Желающий спорить пусть спорит, но именно это я имею в виду под облегчением, которое испытал Лери, именно такими словами он мог бы объяснить самому себе (чего он, конечно же, не делал) свои ощущения.
– Как-то все это нереально, – сказал он. – Я рвался сюда, рвался через не могу и сам не знал, почему рвусь, то есть, конечно, догадывался, что это как-то связано с моим прошлым, да и цель была – «домик», хотя я, в смысле Дон, и не знал, что с ним делать, Дон никогда с такими устройствами не работал. Но вы-то? Вы-то почему знали, что я приду, именно я, ваш убийца? И зачем вам нужно было, чтоб я пришел?
– А мы тебя вычислили, – сказал лысый, – хотя про ваших донов нам ничего не известно, и вообще, что-то странное здесь у вас происходит, народ какой-то непонятный в парке пасется, будто не только моторола сошел с ума, а вместе с ним и весь Париж‐100, но об этом мы потом потолкуем, сейчас некогда. Мы так подумали, что ты не придешь к нам только в том случае, если умрешь.
– Нам просто ни на что другое надежды не оставалось, вон какие дела, – с яростно ощеренной откровенностью добавил зеленоволосый (он в этой парочке явно играл вечную роль злого следователя). – Еще бы немного – и до свиданья, прекрасный мир. Да хоть даже и не прекрасный. Но, может быть, на потом оставим болтовню и делом займемся? Парень, ты готов?
– Я-то готов, – ответил Лери. – Только вот не знаю к чему. Все это как-то нереально.
– Неареально, – поправил лысый. – Шутка такая. А готовиться надо, я думаю, ты и сам знаешь к чему. К отключению моторолы. Мы-то сами не в состоянии.
– Нас потому что нет, – все еще злобно щерясь, добавил зеленоволосый.

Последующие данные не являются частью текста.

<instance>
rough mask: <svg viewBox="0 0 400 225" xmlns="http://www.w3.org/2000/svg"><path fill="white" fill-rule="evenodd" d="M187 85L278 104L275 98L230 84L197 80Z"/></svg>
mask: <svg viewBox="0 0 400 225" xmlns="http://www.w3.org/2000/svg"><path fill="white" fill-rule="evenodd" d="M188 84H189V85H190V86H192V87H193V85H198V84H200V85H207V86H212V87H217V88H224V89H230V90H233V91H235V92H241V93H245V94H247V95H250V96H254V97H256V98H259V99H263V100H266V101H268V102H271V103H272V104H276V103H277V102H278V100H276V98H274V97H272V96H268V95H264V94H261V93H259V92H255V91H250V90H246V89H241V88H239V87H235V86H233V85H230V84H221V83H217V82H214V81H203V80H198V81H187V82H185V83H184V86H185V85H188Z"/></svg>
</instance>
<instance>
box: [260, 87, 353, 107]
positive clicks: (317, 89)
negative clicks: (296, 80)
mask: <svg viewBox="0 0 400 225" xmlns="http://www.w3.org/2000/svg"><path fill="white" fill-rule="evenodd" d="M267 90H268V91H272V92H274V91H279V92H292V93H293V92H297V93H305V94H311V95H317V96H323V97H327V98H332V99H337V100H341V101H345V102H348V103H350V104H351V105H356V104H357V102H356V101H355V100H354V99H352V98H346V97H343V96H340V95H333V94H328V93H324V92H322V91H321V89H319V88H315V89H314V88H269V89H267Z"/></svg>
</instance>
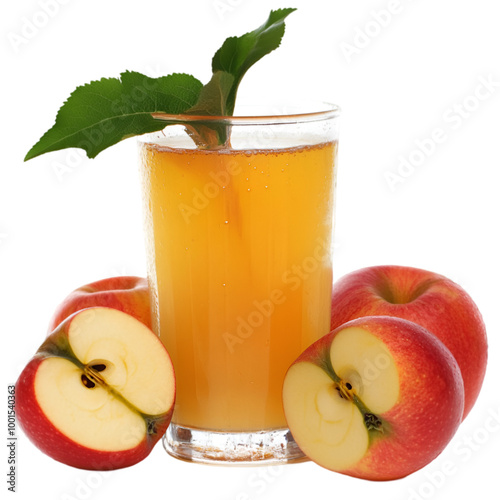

Отключение моторолы, это каждый знает, равносильно его уничтожению. То есть это убийство, причем убийство не кого-нибудь – моторолы. Почти Бога. Убийство Бога, потому что тот немножко свихнулся. И Лери подумал: «Надо же, меня повысили в должности. Не какого-нибудь человека – самого моторолу! Вот бы Дон возгордился, если б узнал!»
Откуда-то Лери понимал, что Дон никогда этого не узнает.
– А делать-то что?
– Ты все сделаешь за нас, а мы тебе расскажем, как и что делать. Надо будет только как следует все запомнить. Сумеешь?
– На память не жаловался, – сказал Лери. – Попробую.